I turned 40 last year.
It seemed to me like I had conquered my own apprehensions, and was now on the road to recovery; clean, I thought, from the heavy burden of this all-encompassing affliction.
That’s what I thought, at least, as I turned the corner, taking on my fifth (and should I call it fabulous?) decade. Until I took a long, hard look around me and realized that Imposter Syndrome never truly goes away. It lives in all of us. Always.
The quintessential catch of this syndrome (and I call it quintessential because the optimist in me finds it inherently necessary to find good in anything we cannot rid ourselves of) is that having it isn’t necessarily all that bad.
Learning how to use my syndrome’s symptoms for my own benefit has, quite frankly, contributed to my path toward success. The affliction propels me forward, while also appropriately holding me back – a delicate balance that plays out constantly and allows me to find triumph somewhere in between. Embracing it has kept me humble, appreciative of the existence of bigger and better things, so that I’m never satiated by the status quo but rather continue to strive for more.

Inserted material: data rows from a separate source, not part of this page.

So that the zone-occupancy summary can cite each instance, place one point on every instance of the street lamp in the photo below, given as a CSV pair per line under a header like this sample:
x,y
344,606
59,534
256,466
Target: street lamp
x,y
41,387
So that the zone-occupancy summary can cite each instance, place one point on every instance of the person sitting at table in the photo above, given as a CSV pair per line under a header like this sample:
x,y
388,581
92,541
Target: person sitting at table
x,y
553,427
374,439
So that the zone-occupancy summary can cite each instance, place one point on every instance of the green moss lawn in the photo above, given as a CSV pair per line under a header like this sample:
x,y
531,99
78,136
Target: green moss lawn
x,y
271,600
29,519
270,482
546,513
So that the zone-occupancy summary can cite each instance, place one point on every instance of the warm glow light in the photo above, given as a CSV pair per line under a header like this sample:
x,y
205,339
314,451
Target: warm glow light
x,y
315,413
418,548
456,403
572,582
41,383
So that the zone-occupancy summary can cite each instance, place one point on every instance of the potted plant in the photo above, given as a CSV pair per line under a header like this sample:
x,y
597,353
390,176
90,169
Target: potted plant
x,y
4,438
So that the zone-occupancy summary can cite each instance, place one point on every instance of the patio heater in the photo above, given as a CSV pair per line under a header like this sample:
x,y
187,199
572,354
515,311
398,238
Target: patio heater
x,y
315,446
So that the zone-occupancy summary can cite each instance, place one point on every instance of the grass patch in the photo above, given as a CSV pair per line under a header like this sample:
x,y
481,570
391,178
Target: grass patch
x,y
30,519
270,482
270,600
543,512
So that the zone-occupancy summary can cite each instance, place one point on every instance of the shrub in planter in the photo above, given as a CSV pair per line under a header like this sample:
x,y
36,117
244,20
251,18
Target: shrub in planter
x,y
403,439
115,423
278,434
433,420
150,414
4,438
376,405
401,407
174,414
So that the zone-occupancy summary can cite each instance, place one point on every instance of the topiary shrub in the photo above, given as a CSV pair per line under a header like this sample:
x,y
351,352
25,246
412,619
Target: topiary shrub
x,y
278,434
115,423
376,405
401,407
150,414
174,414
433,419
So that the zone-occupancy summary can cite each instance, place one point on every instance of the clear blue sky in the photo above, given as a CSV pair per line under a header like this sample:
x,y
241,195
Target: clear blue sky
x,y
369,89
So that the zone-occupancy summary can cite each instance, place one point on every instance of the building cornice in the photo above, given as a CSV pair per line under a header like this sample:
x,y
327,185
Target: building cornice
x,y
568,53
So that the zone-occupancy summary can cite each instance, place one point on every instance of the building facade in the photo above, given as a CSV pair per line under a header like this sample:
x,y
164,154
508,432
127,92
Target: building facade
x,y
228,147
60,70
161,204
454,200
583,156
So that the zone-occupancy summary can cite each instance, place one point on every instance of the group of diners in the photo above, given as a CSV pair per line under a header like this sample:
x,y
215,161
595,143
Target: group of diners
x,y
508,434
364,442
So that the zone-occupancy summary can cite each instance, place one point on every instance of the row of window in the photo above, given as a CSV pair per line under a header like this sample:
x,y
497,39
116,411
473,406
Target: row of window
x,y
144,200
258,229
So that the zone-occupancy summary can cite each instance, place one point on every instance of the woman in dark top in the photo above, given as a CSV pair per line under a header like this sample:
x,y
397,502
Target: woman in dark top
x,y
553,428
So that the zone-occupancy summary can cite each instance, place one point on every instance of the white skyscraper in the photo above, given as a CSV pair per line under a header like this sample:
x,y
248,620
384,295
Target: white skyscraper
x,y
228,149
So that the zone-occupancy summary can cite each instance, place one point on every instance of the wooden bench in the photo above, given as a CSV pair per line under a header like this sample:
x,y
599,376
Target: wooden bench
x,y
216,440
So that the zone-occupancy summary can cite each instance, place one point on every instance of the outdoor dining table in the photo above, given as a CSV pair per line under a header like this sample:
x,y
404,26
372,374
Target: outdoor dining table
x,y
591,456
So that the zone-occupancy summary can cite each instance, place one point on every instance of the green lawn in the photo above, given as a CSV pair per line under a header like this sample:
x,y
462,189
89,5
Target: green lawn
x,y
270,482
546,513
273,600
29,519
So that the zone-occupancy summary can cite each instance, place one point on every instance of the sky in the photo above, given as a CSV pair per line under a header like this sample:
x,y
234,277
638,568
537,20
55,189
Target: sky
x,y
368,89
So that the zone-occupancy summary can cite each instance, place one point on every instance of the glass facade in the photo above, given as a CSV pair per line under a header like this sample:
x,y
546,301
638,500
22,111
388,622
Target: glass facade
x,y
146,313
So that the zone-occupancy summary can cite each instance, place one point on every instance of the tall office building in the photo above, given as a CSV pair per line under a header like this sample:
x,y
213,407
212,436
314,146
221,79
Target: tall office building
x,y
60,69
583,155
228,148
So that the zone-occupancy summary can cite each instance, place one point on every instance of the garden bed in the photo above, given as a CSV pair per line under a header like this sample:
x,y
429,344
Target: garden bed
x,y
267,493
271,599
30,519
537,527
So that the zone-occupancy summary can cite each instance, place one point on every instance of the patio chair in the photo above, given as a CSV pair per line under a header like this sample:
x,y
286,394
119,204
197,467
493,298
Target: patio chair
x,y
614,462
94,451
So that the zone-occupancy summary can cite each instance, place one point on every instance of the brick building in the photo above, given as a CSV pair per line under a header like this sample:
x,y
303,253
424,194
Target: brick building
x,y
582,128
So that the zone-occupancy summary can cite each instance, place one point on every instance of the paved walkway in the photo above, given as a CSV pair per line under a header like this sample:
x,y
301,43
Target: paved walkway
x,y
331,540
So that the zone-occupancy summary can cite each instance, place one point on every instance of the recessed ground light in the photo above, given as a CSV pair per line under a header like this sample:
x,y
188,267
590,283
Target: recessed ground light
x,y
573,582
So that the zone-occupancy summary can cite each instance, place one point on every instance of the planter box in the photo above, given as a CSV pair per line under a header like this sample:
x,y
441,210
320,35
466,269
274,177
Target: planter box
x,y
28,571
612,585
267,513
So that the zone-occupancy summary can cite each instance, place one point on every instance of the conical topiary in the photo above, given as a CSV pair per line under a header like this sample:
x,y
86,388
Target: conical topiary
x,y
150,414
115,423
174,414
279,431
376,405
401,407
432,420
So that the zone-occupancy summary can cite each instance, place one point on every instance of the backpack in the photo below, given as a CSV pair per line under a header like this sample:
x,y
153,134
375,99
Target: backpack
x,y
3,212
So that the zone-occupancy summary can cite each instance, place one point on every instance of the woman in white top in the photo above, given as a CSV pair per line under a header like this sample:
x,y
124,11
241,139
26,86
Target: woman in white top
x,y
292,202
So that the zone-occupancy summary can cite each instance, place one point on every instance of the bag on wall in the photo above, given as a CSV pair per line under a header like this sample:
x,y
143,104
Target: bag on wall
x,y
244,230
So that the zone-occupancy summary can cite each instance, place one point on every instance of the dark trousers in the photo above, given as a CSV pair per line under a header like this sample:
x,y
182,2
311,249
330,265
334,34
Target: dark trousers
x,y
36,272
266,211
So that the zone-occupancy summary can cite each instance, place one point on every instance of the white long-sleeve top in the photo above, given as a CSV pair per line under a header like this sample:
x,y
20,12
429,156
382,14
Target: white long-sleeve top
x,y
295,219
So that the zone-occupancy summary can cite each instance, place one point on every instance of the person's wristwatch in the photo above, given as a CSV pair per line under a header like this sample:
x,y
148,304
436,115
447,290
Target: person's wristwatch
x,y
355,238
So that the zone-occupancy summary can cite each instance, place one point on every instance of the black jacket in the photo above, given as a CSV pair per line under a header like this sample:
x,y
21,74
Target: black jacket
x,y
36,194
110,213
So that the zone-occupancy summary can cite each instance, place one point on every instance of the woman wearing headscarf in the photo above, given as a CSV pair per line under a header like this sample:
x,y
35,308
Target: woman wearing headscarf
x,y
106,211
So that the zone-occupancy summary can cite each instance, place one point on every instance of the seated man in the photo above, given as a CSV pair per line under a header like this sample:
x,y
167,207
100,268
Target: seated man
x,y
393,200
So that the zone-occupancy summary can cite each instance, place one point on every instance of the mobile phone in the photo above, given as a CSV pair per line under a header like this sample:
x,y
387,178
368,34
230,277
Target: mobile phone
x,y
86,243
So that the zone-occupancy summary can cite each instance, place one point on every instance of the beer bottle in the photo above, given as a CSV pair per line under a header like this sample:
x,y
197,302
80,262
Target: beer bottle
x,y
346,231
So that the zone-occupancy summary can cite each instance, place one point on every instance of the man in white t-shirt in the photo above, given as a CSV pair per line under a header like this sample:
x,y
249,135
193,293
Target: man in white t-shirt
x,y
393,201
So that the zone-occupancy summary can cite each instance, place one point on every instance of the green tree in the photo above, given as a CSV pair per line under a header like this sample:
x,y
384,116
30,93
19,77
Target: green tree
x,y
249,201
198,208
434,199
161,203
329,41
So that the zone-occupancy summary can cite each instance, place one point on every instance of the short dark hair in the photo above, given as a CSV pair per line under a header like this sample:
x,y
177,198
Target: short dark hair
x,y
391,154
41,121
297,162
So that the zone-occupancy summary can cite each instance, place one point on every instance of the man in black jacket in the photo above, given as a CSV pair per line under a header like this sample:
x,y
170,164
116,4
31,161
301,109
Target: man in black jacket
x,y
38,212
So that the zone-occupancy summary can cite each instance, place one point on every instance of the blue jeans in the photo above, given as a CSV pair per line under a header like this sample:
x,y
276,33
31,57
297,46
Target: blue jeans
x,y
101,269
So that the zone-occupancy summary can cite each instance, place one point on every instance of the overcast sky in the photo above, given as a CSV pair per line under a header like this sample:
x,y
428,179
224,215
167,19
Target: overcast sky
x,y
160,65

Innovation starts there, at this intersection, where we constantly push ourselves onto the tips of our toes, reaching for the better us.
I suddenly understand, a 40-something professional that writes mostly unread articles like this on the side, that the syndrome is a necessary factor in helping us achieve our dreams. We don’t need to beat it at all. We just need to learn how to use it to our advantage – an art I continually try mastering as I grow more seasoned. Learning from it, in my experience, has not only made me a stronger individual, but has opened a world of new possibilities I never knew existed.
In hindsight, being an Imposter has helped me to make lemonade, when life handed me my lemons. It continues forcing me to keep squeezing, so that even when my glass is already half-full, I’ll always have room for more lemonade. In fact, I’ve decided that being an Imposter is something I never want to part with. I hope it continues holding me back, so that I push against its confines, and succeed – one kick-ass lemonade glass at a time.